Charles de Morny as Mexican Emperor?

Eparkhos

Banned
I've had this question in my head for a while, and I'd like to get it out so I can focus.

Charles de Morny was Napoleon III's illegitimate half-brother. He repeatedly put himself forward as a candidate for a restored Mexican Empire, but (Wikipedia doesn't have a source for this) Napoleon refused to allow him to take the throne, advocating Maximilian I to deny him this. What if a) Napoleon never prevented de Morny from trying to take throne and b) the Mexican monarchists were receptive to this?

As far as I can tell, Charles would've been a far better ruler than Maximilians, being a capable administrator and commander. He was also far more pragmatic than Max, and would be willing to ally whole-heartedly with the conservatives rather than wavering as Max did. I'm not qualified to speculate beyond that, but I am fairly certain that if he was able to take the throne he could stay on it.
 
I don't think it's impossible, but I think of him as some kind of "last resort" of sorts. We need for Maximilian to outright reject the idea, and for none of the minor Spanish Bourbons to take his place, who were the next in line if we go by the rumors of that time.

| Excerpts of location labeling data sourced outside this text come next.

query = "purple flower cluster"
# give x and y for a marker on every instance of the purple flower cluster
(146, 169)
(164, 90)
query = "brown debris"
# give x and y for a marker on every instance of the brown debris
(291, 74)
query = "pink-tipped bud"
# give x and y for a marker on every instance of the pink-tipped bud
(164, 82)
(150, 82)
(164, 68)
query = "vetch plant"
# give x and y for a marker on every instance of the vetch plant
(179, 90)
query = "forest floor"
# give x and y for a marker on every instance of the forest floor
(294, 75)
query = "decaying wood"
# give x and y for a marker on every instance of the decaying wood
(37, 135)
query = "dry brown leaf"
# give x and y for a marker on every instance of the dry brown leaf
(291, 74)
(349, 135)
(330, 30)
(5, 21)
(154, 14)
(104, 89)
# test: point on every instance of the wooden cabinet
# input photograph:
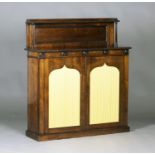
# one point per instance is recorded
(77, 78)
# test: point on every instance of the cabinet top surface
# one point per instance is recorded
(71, 20)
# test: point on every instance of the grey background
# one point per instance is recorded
(136, 29)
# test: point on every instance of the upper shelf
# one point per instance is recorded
(57, 34)
(73, 20)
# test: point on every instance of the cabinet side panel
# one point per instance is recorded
(32, 95)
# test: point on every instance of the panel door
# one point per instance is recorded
(106, 81)
(63, 84)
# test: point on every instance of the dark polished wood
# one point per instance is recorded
(81, 44)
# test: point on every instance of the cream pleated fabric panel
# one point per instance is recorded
(64, 98)
(104, 95)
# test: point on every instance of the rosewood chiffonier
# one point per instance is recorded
(77, 78)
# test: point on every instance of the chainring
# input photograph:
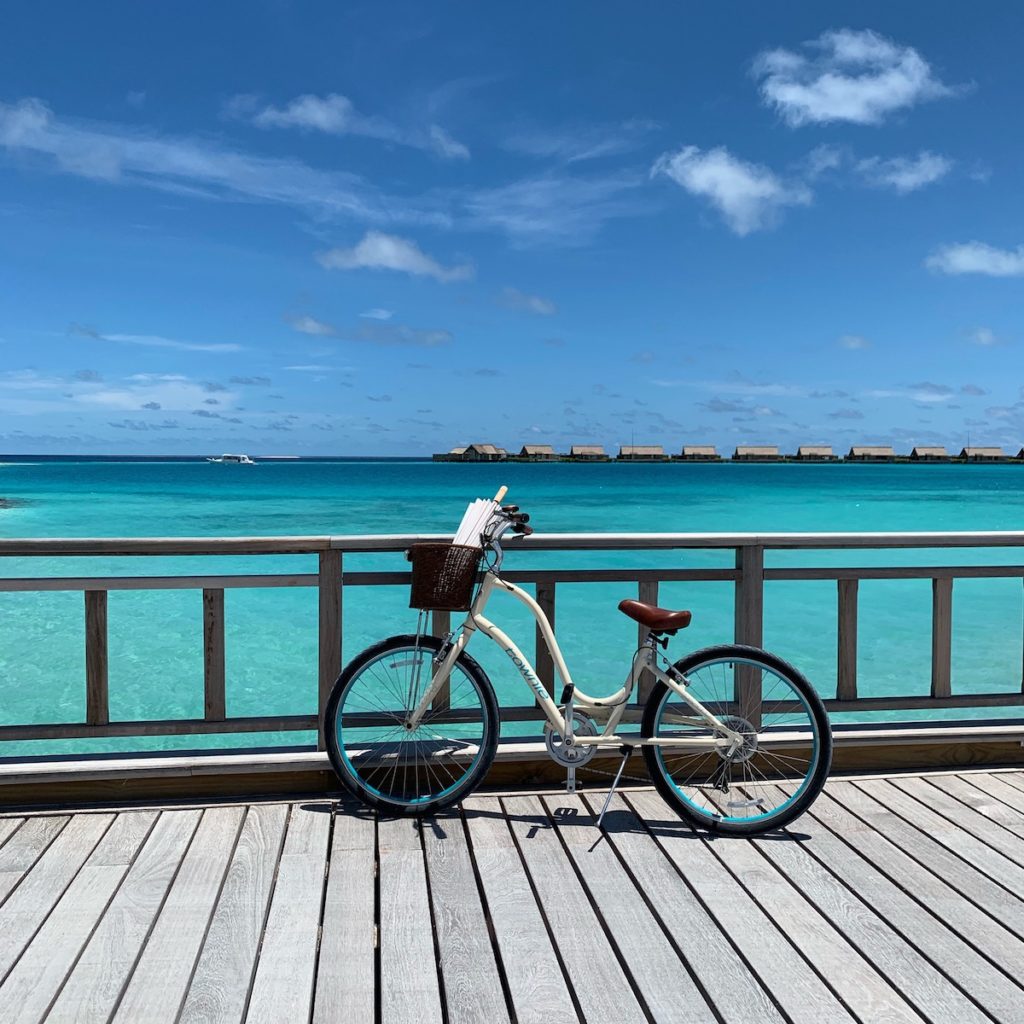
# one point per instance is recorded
(571, 757)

And yeah, I am sure he would be better than Maximilian, considering he was a really proactive and ingenious gentleman (if we go by the few bits of info we know of him) plus the fact that he already had children, so the succession wouldn't be seen as convoluted as what Maximilian tried to do.

The problem I see against him is being of lowborn origins. He was nobility, yeah, but a Napoleonic one so he really didn't have "weight" in the "Concert of Nations" if he stayed Emperor of Mexico. Maybe with time he could be more accepted, but definitively not at the start, besides it depends how much time Napoleon III keeps his throne as well. The longer he keeps it, the better for him.
 
The problem I see against him is being of lowborn origins. He was nobility, yeah, but a Napoleonic one so he really didn't have "weight" in the "Concert of Nations" if he stayed Emperor of Mexico.
Wouldn't call him "lowborn" by any stretch of the imagination. His mother is a Beauharnais, and all that that entails. His father is an illegitimate son of Talleyrand by the comtesse de Flahaut. The comtesse de Flahaut is suspected to be an illegitimate daughter of Louis XV. Yes, his descent is entirely the wrong side of the blanket, but considering that in 1846 Flores was proposing the uterine half-brother of Queen Isabel II as "king of Peru, Ecuador and Bolivia" for exactly the same reason - unroyal enough to not spook the liberals, royally connected enough that he can give "lustre" to the realm, but not connected in such a way that it would bother someone like Britain and look like a French conquest (which Louis Philippe's insistince that the duc and duchesse de Montpensier be named to the crown instead did) and upsetting the balance of power in the western hemisphere in the process.